Investment Capital Remains Plentiful, Core Assets Still Hard to Find

Investment Capital Remains Plentiful, Core Assets Still Hard to Find

The investment sales market for retail properties appears to be in roughly the same place as it was a year ago—with eager investors hoping to buy core assets, but settling for secondary markets and value-add opportunities.

There is no question that both private and institutional investors want to buy real estate today, according to RECon 2013 attendees. The combination of low interest rates, limited new supply of new product and improving sales comps make stabilized retail assets a fool-proof play. But asset availability is limited and competition is fierce. There are no trophy malls coming up for sale in the U.S. any time soon, according to Aaron L. Ahlburn, senior vice president and Americas director of research for industry and retail with Jones Lang LaSalle.

“It’s been a continuing story of interest in core assets,” he says. “There is not any product available, so people are going to secondary and tertiary markets. But the center has to have the right demographics, with population growth and a [strong] labor market.”

Among the smaller markets investors currently find palatable are Denver, Atlanta and Nashville, to name a few.

There is also more interest in value-add opportunities than there has been in the years immediately following the recession.

Core multi-tenant shopping centers now attract as many as 100 qualified bidders, according to Richard J. Kuhle, president of Phoenix-based investment and development firm Vestar. As a result, Vestar, which likes to buy properties that are dominant in their trade region, has been focusing on value-add opportunities, where the pool of potential bidders is 10 times smaller.

“We are also seeing a lot of activity on value-add,” notes Mark Keschl, national director of the retail services group with Colliers International. That has been a true for some time, but “where the change has been is that some institutional players who were looking only at stabilized assets, are now looking at opportunities where they can add value,” he says.

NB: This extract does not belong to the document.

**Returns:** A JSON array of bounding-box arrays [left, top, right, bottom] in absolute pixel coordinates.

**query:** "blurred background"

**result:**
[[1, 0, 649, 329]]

Andrew Graiser, co-president of Melville, N.Y.-based A&G Realty, also says that value-add plays might be the best investment bet right now. "The values right now are so high, it's really got to be opportunistic." 

Too hot?

Another notable consequence of investors’ high degree of interest in core assets has been the sharp increase in values on those properties. When it comes to the best multi-tenant centers and the most coveted triple net leased stores, values are now higher than they were during the boom, according to Neill Kelly, president of DJM Realty, a Gordon Brothers company that offers consulting and advisory services to retailers.

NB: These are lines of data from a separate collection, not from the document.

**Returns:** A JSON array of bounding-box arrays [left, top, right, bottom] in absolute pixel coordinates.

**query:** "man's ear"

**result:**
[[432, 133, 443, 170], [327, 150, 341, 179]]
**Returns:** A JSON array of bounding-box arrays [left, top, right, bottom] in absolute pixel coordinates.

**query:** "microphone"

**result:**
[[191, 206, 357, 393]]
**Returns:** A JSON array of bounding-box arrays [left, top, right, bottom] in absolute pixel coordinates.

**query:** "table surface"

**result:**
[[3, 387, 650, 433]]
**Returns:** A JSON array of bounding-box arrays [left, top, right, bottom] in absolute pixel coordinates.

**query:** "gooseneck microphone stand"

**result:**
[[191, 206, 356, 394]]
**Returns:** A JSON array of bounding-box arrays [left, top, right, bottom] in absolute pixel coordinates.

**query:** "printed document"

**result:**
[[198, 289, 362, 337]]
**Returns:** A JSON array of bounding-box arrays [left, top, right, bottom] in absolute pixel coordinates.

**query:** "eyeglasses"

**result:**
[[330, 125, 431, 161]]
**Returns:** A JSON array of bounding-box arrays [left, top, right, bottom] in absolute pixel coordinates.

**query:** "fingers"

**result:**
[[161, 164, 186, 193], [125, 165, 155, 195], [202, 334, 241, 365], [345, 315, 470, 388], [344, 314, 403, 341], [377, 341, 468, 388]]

What’s more, “we don’t see that trend decreasing—we see further cap rate compression. There is a lot of buyer demand,” says Colliers’ Keschl.

That's also the view taken by Paul Barile, director of the investment services group with Transwestern. "I never thought I'd say this, but I think interest rates are going to stay low for a long time and cap rates will go lower," he notes.

While there is virtually no new retail supply coming on the market, that shouldn’t present a problem, according to specialists with the capital markets group at Jones Lang LaSalle. But new development is on the table again and Kelly wonders what’s going to happen when interest rates inevitably rise.

“If you are buying a McDonald’s at 4.5 percent, when those other barometers creep up, you’ll be upside down,” he notes. “That is not a natural return on property.”